S 1109, approved on a vote of 96 to 0, would set the funding ceiling for vocational-education programs, which received $936.7 million in fiscal 1990, at $1.5 billion.

It would eliminate many "set-asides" for special populations, giving more flexibility to states and school districts. But it would require states to spend at least 65 percent of their federal funds for vocational education at the secondary-school level.

The mandated split between secondary and postsecondary programs was a contentious issue at the com4mittee level, and opposition from Senator Dave Durenberger, Republican of Minnesota, delayed floor action on the bill for months.

A compromise worked out between Mr. Durenberger and Senator Claiborne Pell, the Rhode Island Democrat who is chairman of the Senate's education subcommittee, was adopted last week without debate. It would allow the Secretary of Education to exempt as many as five states from the restrictions, according to a Senate aide.

Senator Nancy L. Kassebaum of Kansas, the ranking Republican on the education subcommittee, said the measure as approved "strikes a very good balance between competing concerns."

Aside from those winning exemptions, states would be required to spend between 65 and 75 percent of their federal funds on secondary8school programs and from 25 to 35 percent on postsecondary programs.

The spending requirement, which in many states would alter the spending split currently in place, would be phased in over three years.

In applying for waivers, states would have to show that they could better serve certain populations at the postsecondary level.

According to a Senate aide, the compromise would allow states that received waivers to spend as much as 50 percent of vocational-education funds on postsecondary education, provided that the additional money benefited specific populations, such as secondary students enrolled in community colleges, high-school dropouts, adults with high-school diplomas, and adults enrolled in federal job-training programs.

Mr. Durenberger maintained that without such a compromise, Minnesota's technical colleges could lose as much as $8 million of their annual $13-million share of federal vocational-education funding, because Minnesota channels most of its federal funds into postsecondary programs and relies on state funds to pay for secondary-school programs.

He also argued on the floor of the Senate that the funding split contained in the original bill "does not account for changing demographics" of those enrolled in vocational-education programs, including displaced homemakers and older workers seeking retraining.

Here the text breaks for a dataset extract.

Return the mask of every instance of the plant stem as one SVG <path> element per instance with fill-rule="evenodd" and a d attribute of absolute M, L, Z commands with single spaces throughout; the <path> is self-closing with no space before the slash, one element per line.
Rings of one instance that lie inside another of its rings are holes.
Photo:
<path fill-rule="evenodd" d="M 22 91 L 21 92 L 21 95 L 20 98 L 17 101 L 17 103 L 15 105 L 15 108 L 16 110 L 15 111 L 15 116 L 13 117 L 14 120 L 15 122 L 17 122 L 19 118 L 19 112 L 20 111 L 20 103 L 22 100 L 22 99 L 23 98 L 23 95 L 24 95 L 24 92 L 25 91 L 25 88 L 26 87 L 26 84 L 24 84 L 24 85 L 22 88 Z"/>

The Senate adopted without debate an amendment, offered by Senator Frank R. Lautenberg, Democrat of New Jersey, to authorize creation of 10 community education and employment centers across the country at a potential cost of $16 million a year for five years.

The centers would provide a mix of academic and vocational training to reach populations of at-risk youths who otherwise "become a permanent urban and rural underclass," Mr. Lautenberg said.

He said the centers would be located in areas with heavy concentrations of low-income families and would be open to students from 7 A.M. to 7 P.M.

The Senate also adopted an amendment offered by Senator Sam Nunn, Democrat of Georgia, mandating a General Accounting Office study of vocational-education programs in West Germany that feature a strong emphasis on academics and apprenticeship.

The measure will now go to a conference committee, which will resolve differences between S 1109 and HR 7, which was approved by the House last year. The House bill employs a different funding formula.